TFAH Statement on the Draft House Republican Obamacare Replacement Bill: Our Nation’s Health Will Suffer
Washington, D.C., February 24, 2017 – The below is a statement from John Auerbach, president and CEO, of Trust for America’s Health (TFAH).
“The draft House Republican Obamacare replacement bill—which would eliminate the Prevention and Public Health Fund—would threaten the health of American children, families and communities.
Thanks to the Prevention Fund, hundreds of thousands of Americans benefit from increased access to vaccines and other preventive health services. Quite simply, more people are getting and remaining healthy because of the Prevention Fund.

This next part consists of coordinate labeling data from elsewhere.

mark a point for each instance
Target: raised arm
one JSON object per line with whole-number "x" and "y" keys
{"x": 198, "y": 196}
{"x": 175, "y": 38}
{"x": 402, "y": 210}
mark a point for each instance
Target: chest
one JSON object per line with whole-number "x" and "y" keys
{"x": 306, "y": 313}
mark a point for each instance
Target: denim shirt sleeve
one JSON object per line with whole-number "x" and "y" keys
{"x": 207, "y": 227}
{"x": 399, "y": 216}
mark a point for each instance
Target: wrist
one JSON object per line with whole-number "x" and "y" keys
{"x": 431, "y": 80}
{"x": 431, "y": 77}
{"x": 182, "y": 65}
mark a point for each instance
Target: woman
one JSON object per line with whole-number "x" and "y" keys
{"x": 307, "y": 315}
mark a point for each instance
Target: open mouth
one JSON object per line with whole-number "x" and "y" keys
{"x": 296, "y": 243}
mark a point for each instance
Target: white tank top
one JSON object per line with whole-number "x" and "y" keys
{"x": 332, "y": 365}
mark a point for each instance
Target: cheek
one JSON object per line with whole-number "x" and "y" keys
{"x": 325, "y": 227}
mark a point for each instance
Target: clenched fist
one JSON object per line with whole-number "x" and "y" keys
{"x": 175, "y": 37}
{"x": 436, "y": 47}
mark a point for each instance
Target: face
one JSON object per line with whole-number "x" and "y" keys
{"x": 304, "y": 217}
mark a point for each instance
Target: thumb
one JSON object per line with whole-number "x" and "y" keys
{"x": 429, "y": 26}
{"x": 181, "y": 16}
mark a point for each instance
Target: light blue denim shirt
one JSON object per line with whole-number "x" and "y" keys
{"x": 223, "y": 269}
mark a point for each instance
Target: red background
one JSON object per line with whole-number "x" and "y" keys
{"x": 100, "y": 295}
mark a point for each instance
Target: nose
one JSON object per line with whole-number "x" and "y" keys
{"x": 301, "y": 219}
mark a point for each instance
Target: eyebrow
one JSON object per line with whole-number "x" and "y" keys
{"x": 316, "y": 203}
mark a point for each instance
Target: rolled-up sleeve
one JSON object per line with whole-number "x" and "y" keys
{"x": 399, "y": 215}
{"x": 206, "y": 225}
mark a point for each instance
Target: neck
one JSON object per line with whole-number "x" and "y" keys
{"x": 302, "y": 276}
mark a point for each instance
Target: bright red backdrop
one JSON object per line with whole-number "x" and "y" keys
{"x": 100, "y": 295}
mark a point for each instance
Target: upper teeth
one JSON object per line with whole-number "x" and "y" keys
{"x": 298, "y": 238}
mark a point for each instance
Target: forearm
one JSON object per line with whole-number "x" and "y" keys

Yet, the proposed replacement bill would eliminate this important Fund and 12 percent of the U.S. Centers for Disease Control and Prevention’s (CDC) budget along with it.
And, without the Prevention Fund, states will lose substantial sums of money—totaling as much as $3 billion over the next 5 years—which fight growing epidemics and emerging diseases.
Every year, we spend $3 trillion on healthcare, yet millions suffer from chronic diseases and death rates among Blacks and other people of color remain too high. At the same time, death rates among white middle-aged Americans increased for the first time in decades, mainly due to preventable conditions.
Time and again research shows that the vast majority of these conditions—heart disease, diabetes and others—can be prevented by investing in addressing the root causes. Yet, the country has repeatedly failed to do so.
The nation cannot afford to trade away our single best investment in preventing disease, preparing for and responding to infectious disease outbreaks, reducing rates of chronic illness, and saving lives and money.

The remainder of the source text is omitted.